Day 346

Reading: 1 John 1-2, Psalm 36

What do you do when someone you once respected starts telling lies? When a hero stands revealed as less than perfect? When cracks appear in even the most inspirational of saints? It is tempting to excuse it with a pithy saying. “Nobody’s perfect.” But the reality is, it hurts. Disappointment is real, and it has real effects. There is perhaps nothing so tragic than the fall of a friend. The early church was full of such falls, and it has not changed much today. Grace remains for the fallen, and that they may repent and have life in the name of Jesus. The story of Peter’s denial and restoration in the gospel of John makes this clear. But not everyone who denies the Lord Jesus Christ is restored, for not everyone turns back and says to him, Yes Lord, you know that I love you.

The letters of John read very similarly to the gospel account. The first letter is almost a commentary on John 14-17, encouraging the believers to remain faithful to what they have believed, which will bring them together with both one another and with God. John’s epistles are not addressed, and are generally assumed to have been written for the church at large, rather than to a specific situation or location. While the content tends to mirror that of his gospel, he clearly has some bad ideas he wishes to address and shoot down.

The first bad idea that John targets has to do with the nature of God: God is light, in him is no darkness at all; and humans: If we say we have no sin, we deceive ourselves and the truth is not in us. One of the earliest challenges to orthodox Christian belief was a kind of proto-Gnosticism. This early heresy was systematically debunked by Irenaeus of Lyon in his book Against Heresies around a century after this letter was written. Irenaeus reportedly came to faith in Christ after hearing the preaching of a very elderly apostle John. This belief stated that there were light gods and dark gods. An extreme form of this was Marcionism, which said that the god of the Hebrew Scriptures was evil and dark, and that the god who appeared in Jesus Christ was good and light. John utterly rejects this distinction. There is only one God. He is altogether good, by definition. The other issue at hand is the nature of humans. Another aspect of early challenges to the faith was the idea that given sufficient knowledge, humans could sluff off their imperfections and become gods themselves. John has nothing good to say about this either, decrying the idea as a lie in which there is no truth.

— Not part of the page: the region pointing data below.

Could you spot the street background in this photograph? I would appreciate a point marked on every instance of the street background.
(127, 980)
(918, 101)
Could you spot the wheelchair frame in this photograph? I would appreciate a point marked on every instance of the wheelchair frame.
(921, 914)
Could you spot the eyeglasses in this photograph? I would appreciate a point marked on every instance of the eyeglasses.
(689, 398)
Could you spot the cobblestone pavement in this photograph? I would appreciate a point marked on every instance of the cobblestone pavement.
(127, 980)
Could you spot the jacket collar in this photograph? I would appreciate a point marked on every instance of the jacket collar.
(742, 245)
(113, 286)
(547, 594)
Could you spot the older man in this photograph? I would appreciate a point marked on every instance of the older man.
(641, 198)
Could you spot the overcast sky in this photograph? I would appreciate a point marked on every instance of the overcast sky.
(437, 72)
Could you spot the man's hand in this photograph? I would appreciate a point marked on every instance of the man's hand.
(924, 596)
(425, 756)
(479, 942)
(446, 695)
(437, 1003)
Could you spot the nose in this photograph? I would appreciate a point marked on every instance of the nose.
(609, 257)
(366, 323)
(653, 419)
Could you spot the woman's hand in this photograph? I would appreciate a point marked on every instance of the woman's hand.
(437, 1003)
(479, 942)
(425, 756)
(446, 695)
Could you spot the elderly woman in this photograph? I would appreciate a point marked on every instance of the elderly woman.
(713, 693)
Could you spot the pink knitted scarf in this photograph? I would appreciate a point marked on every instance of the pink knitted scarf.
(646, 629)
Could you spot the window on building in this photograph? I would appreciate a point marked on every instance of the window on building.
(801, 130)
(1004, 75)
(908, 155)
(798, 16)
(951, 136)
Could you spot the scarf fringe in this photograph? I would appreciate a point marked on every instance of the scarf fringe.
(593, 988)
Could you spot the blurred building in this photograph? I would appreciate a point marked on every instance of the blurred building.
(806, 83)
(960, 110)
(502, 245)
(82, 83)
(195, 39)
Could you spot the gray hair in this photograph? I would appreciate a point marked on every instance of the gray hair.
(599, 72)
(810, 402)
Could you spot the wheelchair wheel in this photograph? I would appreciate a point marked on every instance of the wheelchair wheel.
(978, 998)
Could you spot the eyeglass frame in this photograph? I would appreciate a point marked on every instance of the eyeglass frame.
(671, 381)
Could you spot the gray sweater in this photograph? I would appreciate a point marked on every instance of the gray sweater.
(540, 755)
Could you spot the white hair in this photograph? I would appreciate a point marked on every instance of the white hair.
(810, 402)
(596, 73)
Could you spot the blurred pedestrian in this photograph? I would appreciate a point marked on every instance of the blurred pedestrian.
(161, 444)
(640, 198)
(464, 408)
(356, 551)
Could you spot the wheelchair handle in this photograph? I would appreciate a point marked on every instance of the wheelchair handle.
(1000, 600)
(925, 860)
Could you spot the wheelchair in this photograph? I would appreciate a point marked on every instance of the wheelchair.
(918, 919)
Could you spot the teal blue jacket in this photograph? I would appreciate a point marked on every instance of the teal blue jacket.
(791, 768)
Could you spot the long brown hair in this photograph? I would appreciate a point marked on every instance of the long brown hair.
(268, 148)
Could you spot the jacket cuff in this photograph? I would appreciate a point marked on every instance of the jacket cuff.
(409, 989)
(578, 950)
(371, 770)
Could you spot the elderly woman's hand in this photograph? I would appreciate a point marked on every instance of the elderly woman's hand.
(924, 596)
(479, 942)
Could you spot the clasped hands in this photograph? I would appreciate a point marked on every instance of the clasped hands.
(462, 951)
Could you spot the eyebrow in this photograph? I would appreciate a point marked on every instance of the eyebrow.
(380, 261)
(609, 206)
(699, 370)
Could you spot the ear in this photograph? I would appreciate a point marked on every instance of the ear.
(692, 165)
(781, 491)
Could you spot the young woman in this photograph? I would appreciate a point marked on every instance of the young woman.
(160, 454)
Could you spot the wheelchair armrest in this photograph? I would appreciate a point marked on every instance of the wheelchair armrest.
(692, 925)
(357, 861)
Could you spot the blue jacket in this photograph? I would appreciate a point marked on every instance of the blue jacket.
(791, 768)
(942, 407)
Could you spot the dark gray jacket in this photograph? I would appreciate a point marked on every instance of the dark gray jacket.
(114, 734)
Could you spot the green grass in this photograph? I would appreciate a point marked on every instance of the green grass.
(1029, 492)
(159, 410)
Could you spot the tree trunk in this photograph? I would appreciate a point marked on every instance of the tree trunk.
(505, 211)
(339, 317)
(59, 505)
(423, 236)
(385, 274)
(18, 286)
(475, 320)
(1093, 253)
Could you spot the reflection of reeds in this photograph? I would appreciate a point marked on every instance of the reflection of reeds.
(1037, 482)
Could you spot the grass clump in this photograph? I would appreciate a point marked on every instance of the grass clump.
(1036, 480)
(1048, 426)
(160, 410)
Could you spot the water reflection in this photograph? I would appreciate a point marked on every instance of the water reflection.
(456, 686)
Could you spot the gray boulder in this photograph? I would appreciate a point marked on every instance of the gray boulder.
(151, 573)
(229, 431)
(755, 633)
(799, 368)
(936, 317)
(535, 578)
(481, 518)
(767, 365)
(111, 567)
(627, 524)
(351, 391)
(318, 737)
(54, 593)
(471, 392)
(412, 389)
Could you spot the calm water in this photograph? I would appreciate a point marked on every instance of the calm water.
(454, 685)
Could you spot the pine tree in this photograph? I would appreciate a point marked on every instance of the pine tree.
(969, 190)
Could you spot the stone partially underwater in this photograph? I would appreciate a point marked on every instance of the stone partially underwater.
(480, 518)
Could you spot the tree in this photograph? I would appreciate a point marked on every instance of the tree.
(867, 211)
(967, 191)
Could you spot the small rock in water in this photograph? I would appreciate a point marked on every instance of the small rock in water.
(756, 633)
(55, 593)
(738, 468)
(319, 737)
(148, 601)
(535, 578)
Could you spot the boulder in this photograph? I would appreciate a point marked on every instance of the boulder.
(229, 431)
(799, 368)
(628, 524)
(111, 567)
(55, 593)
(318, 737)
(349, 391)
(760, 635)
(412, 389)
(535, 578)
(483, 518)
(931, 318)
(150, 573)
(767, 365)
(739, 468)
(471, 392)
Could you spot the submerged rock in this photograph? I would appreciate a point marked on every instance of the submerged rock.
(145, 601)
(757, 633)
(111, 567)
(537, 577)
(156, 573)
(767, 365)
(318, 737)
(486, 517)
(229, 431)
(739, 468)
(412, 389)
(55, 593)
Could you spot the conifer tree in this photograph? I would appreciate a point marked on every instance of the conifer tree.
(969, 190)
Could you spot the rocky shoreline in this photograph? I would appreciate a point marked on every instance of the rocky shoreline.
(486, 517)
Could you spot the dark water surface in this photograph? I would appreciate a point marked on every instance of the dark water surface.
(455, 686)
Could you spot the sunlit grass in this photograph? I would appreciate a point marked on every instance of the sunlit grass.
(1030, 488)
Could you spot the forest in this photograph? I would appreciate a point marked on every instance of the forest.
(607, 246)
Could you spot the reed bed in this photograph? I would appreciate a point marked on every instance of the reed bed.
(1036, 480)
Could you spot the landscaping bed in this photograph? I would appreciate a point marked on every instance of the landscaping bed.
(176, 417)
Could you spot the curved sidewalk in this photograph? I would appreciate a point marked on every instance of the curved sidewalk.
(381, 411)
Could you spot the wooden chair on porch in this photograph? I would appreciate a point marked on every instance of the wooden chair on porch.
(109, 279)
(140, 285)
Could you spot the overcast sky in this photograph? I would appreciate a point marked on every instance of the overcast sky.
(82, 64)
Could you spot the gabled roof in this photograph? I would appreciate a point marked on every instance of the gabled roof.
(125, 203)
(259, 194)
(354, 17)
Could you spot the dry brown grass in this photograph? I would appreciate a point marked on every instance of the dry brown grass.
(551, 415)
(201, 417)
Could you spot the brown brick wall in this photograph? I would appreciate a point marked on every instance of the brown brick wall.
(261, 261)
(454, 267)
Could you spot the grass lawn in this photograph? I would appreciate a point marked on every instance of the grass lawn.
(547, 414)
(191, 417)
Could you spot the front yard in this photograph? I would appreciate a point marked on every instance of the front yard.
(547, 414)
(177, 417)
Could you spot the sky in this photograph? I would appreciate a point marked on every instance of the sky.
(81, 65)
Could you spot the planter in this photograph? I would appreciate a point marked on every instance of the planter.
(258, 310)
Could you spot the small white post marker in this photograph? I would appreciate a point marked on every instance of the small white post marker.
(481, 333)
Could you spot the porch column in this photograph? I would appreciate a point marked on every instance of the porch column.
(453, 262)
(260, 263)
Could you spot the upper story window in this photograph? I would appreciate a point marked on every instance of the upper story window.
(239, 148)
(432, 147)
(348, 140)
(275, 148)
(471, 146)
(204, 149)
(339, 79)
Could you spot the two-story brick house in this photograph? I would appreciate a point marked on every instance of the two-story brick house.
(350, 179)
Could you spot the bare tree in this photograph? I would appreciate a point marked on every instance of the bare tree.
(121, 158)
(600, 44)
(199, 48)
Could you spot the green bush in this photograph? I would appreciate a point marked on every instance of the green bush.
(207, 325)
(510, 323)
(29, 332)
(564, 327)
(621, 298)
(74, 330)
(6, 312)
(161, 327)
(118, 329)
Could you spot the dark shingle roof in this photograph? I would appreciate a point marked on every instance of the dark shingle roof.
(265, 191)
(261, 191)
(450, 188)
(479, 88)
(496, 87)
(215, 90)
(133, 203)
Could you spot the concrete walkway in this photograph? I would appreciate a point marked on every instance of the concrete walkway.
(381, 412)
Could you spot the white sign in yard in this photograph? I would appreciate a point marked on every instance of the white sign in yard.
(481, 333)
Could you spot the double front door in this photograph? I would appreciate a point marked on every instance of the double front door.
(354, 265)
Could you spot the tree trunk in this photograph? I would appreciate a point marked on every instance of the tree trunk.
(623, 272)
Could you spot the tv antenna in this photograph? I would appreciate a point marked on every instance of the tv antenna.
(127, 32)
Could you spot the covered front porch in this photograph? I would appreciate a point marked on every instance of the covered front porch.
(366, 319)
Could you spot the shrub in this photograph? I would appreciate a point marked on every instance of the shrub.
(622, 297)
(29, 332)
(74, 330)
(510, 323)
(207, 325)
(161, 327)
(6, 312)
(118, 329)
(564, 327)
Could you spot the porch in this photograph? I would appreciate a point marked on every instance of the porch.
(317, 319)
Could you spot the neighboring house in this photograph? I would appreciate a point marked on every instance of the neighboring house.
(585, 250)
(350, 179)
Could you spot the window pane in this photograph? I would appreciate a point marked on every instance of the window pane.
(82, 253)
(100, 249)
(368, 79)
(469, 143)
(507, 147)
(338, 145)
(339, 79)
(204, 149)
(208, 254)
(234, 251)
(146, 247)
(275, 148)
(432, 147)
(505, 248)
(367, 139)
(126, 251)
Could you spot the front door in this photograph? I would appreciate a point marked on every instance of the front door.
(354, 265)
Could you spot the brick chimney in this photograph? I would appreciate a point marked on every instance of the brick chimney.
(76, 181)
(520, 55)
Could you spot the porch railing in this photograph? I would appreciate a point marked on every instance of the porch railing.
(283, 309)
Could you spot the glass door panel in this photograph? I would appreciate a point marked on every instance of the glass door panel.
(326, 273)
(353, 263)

John’s next target is the division of Jesus from God the Father. This is another swipe at some kind of pre-Marcionism, in which some people were taking sides, as it were, for the Father or the Son. John corrects this by putting the two together: We have an advocate with the Father, Jesus Christ the righteous. He is the propitiation for our sins, and not for ours only but also for the sins of the whole world. Jesus and the Father are not two gods at odds. They are God working salvation for his people through his own righteous actions.

Third he takes on licentiousness. We know that we have come to know him if we keep his commandments. John is on the same train as James when it comes to the Great Commandment. Loving your neighbor as yourself is not optional. It is obedience to your King, and is the evidence of allegiance to him. Whoever says he is in the light but hates his brother is still in darkness. Allegiance to Jesus means to obey him, and he does not command moral evil. There is grace for failures, but there is no license for wickedness.

Finally John turns to the tragedy of people who fall away from the faith. The word antichrist has accumulated a great deal of baggage in the last couple hundred years, but I think John is simply talking about people who were once trustworthy teachers who began teaching the things he just attacked. He encourages the believers to remain true to what they have been taught and learned in the Scriptures. Those who deny the authority of the Son or the Father are simply wrong. That is not the gospel. It does not save anyone.